Learn about what may happen after an eviction hearing

Get information on removing the tenant and the stay of execution process for landlords.

Removing the tenant

If I win the summary process case and am awarded a judgment against my tenant, what is the procedure for having the tenant moved out of the dwelling?

If the court finds for the landlord, the tenant has 10 days from the date that the clerk’s office enters judgment to file an appeal. If the judgment did not include a stay of the execution, on the 11th day, the landlord can prepare and send a written request for the execution to the clerk’s office. The execution is the document that authorizes the actual eviction. The landlord cannot evict the tenant without the assistance of a constable or sheriff, who must give 48 hours written notice to the tenant before the actual eviction can take place.

Stay of execution

The court order that allows a landlord to evict a tenant is called an execution.  Even after a landlord gets an execution, only a sheriff or constable can move a tenant and his or her belongings out of the property.

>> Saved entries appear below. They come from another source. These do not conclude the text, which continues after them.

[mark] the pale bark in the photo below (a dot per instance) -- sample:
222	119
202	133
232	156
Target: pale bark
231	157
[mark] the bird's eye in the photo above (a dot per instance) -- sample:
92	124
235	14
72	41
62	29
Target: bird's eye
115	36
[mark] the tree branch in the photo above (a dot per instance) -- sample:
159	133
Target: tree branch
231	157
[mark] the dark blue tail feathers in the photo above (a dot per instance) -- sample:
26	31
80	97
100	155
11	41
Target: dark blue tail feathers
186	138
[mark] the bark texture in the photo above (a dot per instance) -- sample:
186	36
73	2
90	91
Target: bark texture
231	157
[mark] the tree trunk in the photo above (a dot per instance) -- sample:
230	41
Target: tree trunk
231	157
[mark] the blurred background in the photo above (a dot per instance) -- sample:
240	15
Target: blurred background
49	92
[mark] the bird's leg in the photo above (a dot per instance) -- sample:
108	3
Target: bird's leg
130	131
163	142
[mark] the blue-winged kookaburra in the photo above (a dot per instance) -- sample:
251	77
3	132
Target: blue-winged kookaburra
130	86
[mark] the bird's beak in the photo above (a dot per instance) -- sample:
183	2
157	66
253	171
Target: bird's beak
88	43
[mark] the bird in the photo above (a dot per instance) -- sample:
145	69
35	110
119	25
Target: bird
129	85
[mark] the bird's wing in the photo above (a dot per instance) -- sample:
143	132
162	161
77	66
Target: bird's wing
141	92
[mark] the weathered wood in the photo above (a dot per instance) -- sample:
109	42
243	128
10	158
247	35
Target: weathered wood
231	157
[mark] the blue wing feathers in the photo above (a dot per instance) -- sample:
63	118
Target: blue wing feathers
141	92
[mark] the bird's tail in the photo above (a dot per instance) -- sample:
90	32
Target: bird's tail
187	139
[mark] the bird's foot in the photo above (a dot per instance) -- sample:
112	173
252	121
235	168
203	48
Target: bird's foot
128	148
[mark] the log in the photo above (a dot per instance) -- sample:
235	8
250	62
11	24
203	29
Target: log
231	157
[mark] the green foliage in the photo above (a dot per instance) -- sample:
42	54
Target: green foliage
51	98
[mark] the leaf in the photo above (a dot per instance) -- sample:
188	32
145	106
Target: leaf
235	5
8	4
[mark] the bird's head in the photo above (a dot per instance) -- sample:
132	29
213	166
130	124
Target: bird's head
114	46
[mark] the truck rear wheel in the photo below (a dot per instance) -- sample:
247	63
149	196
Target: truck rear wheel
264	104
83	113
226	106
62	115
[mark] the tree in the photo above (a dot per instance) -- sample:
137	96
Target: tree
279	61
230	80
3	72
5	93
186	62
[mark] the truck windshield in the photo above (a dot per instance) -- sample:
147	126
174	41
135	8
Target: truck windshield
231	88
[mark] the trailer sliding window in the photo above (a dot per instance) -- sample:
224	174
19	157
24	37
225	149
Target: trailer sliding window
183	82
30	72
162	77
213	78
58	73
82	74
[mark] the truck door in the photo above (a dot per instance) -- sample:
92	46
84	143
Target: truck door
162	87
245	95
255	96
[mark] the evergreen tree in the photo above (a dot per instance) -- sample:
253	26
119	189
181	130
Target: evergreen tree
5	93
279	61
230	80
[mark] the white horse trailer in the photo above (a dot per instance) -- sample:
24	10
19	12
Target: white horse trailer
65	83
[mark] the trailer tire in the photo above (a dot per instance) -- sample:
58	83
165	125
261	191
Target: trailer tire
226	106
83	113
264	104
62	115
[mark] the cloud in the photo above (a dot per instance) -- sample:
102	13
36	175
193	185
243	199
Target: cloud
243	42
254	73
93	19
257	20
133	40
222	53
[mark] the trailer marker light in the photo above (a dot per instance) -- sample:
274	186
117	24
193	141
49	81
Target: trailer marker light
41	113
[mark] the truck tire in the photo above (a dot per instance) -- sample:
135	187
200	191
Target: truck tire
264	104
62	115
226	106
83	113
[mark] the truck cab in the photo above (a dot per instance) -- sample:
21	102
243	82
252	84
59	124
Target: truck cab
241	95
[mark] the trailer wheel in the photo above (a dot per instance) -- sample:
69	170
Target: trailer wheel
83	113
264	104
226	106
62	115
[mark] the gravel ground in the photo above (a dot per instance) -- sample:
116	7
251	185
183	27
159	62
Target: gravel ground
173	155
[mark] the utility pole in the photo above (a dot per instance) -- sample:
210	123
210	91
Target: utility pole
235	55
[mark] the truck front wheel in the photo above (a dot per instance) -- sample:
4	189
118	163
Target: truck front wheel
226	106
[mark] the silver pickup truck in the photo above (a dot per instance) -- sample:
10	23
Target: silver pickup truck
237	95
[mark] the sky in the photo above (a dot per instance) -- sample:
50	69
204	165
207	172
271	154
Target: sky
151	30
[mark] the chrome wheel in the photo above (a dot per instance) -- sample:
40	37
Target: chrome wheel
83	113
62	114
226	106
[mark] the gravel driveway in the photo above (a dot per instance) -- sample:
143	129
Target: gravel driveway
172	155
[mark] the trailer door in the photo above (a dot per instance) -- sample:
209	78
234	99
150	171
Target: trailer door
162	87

Are there any restrictions on when the constable or sheriff can use the execution to move my tenant out of the dwelling?

Yes. The execution can be levied on (used to move a tenant from the premises) only on a weekday (Monday through Friday) between the hours of 9 am and 5 pm, not on Saturday, Sunday, or a legal holiday when the court is closed.

Does the execution in a summary process case ever expire?

Yes. The execution must be used within 3 months to regain possession of the dwelling. The monetary portion of the execution is valid for 20 years.

After I have removed my tenant from the property, how do I collect the money I was awarded in the judgment?

You may have the sheriff use the summary process execution to levy against non-exempt assets. You may want to consult an attorney before you begin this process. Also, you may be able to serve and file a post-judgment motion for payment or for trustee process against a third party, such as an employer holding wages. In the alternative, supplementary process under G.L. c. 224 (not to be confused with summary process under G.L. c. 239) is available. You should consult the clerk’s office in which the summary process case was heard to determine the best procedure to follow in your case.